J 35 . H 11
Il ne sait plus. Toute force de caractère l’a quitté, il n’est plus qu’hésitations, tanguant au gré de ses incertitudes, rebonds secs et âme bafouée, noirceur du monde, violence du...
Laurel éclate de rire. Doucement, parce que ça fait toujours mal, mais Hardy ne rit pas, lui. Au contraire. Personne ne peut se moquer de sa misère affective. Personne ne comprend ce qu’il traverse et qu’on ne vienne pas lui dire d’être patient ! Plus d’un mois, qu’il se roule dans la fange du désespoir !
Si Laurel est totalement libéré des tissus blancs, ce n’est pas le cas d’Hardy. Sa brèche refuse de se refermer. Sitôt que les ouvriers achèvent un secteur, il lâche à nouveau, et ce serait psychosomatique, qu’on lui a dit ! Il lâche un gémissement tremblotant, le nez en feu. Parait que son entêtement affaiblit tout le monde, mais il n’y fait même plus attention, à ce genre de remarques. C’est toujours de sa faute, de toute façon. D’ailleurs c’est complètement faux, il ne s’énerve presque plus, il n’en a plus la volonté. Sa fameuse force de caractère s’est fait la malle avec la moitié de ses employés découpés par un sadique aux mains froides.
Laurel lui ordonne d’arrêter. Ça suffit, le mélodrame ! Ils sont en vacances, tout de même, soleil et piscine, s’en plaindre est culotté. Un mois qu’il se lamente, il serait temps de passer à autre chose, son humeur est ingérable : de colère phénoménale en lamentations éperdues, plus personne n’ose lui adresser la parole.
Hardy s’en cogne le téton, il est, et restera, incompris dans son malheur. Est-ce-que c’est sa faute, s’il oscille entre les émotions les plus extrêmes ? Il n’a pas demandé à se faire découper, il assume comme il peut, il n’a pas… Rien du tout, ricane Laurel. Il n’assume rien du tout. Il se laisse contrôler par ses humeurs, tressautant comme le bonnet F qu’il n’est plus dans les montagnes russes.
Traître. Ingrat. Faux-frère ! Hardy ravale un sanglot, comme souvent. Laurel n’est plus le même depuis qu’on l’a scié. Et lui, il n’y peut rien, quand même, s’il est malheureux ! Encore que malheureux n’est même pas le mot, il est en dents de scie. Scié, dents de scie… non, pas drôle, se résigne Hardy. Il a même perdu son sens de l’humour.

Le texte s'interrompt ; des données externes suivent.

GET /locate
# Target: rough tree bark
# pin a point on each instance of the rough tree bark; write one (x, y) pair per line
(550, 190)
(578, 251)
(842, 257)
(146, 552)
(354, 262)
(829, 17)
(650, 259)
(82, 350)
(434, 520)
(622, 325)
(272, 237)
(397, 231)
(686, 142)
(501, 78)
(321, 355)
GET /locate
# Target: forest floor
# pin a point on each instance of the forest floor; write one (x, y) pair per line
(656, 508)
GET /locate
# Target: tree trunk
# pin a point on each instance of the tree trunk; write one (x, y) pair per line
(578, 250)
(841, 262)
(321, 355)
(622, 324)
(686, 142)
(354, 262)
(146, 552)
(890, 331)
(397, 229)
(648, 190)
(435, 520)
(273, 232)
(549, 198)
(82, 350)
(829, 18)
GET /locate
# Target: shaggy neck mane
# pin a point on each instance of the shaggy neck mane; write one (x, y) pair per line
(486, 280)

Il ne dit pas le contraire, parfois il se sent presque bien, il ne cherche pas à le nier. Parfois, il pense survivre à l’épreuve. Comme quand elle enfilé une jolie cage de bain, par exemple. Pas l’une de ces cages rigides et opaques l’empêchant de savourer le contact de l’eau fraîche sur son nez, non, un truc magique et tout fin, extensible, souple, dans lequel il pourrait pointer impunément du nez si l’équipe musculaire n’était pas tronçonnée. Un truc qui lui offre une place au balcon, et ce sans aucun système de contention barbare cisaillant le repli ou aplatissant la face.
Oui, là, il a failli y croire. Et puis elle les a laissés mariner en plein soleil dans leur sueur comme du bacon dans sa graisse, il s’est senti chauffer, brûler, suinter. La peau a lâché une fois de plus. Depuis, fini la jolie cage. Retour aux tissus blancs.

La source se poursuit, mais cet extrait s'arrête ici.